MMIC

What is MMIC?

The Molecular Mechanics Interoperable Components (MMIC) project provides a standard for input and output of MM programs by defining the scientific and computational stages of classical MM pipelines, but leaving the implementation up to the developer/user. MMIC attempts to define the “what” of scientific stages without restricting the “how” i.e. MMIC defines only the input and output the implementation must conform to so that end-users can swap out different implementations with minimal effort in their existing pipelines, or workflow tools of their choice.

What are MM components?

Components in the MMIC world behave like structured “boxes” with a common API. Each component has well-defined input and output schemas, with complete unawareness of other components used in the workflow.

Each component does internal data validation to ensure the input and output models are compliant with the specified schemas. Using any component requires a single class method to be invoked:

from mmpkg import Component
output_model = Component.compute(input_model) 

The MMIC package is written in python. The design and component types in MMIC are discussed in the next 2 sections.

Component design

All components in MMIC are subclasses of ProgramHarness, which is the most fundamental component in MMIC. This class performs data validation and program execution, and it provides input/output classmethods that return the models associated with the component schemas. Since all components have the same API, using any of them implies invoking a single classmethod (Component.compute) which internally does the schema validation for the input model, instantiates the component object, calls Component.execute method that returns the output model, which is finally validated before it is returned to the calling process. This is summarized in the flowchart below for the Component.compute method.
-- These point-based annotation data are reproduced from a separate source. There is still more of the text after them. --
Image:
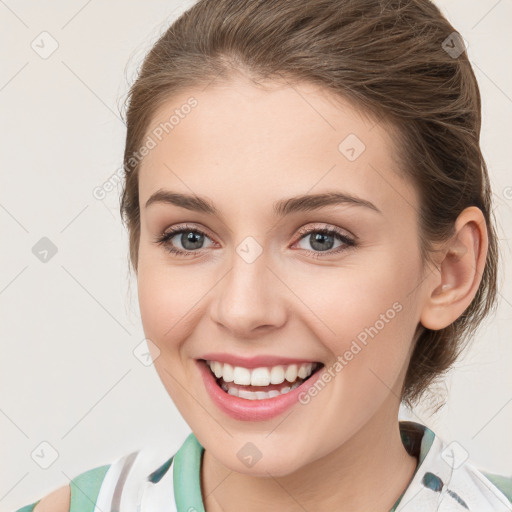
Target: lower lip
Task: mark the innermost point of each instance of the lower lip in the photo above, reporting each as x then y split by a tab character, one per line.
252	410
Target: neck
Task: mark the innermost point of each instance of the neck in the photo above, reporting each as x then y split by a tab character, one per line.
368	472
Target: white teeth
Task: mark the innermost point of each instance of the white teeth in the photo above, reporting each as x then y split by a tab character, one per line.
227	372
242	376
257	395
277	375
291	373
261	376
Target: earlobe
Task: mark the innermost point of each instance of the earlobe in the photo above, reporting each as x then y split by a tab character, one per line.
451	290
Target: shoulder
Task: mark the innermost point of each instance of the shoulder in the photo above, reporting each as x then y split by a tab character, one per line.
503	483
57	501
77	496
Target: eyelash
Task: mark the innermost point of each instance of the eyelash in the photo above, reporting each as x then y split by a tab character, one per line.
165	237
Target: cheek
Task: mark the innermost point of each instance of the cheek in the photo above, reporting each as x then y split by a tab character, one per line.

There are several types of subclasses of ProgramHarness which are discussed in the next section. For more information on the MMIC design, see the online documentation. To learn about how components are designed in practice, see the “getting started” tutorial.

Component types

There are 3 distinct and general types of blueprint components that could be used when designing a new component in MMIC. The 1st type is GenericComponent, which as the name implies, is meant for general-purpose usage. The input/output schemas in this component are ProtoModel. The 2nd type is StrategyComponent which does not perform any scientific tasks. Instead, this component defines input/output classmethods that specify (scientific) schemas specific to an application area (e.g. energy minimization, molecular dynamics, normal mode analysis, etc.). The main task of a StrategyComponent is to discover and run a compatible TacticComponent (3rd type) that must comply with input/output schemas provided by StrategyComponent. Therefore, TacticComponent is tailored to a particular code in an application area (e.g. OpenMM energy minimization, NAMD molecular dynamics, GROMACS normal mode analysis, etc.).

The main objective behind this design is to provide an easy and intuitive way of handling common (but not universal) features available in different MM codes. If feature1 is requested in a workflow, and this feature is available in MM code1 but not in MM code2, StrategyComponent runs the execution with a TacticComponent that supports MM code1. StrategyComponent therefore automates the runtime selection and execution of an available and compatible TacticComponent, enabling a higher level of abstraction.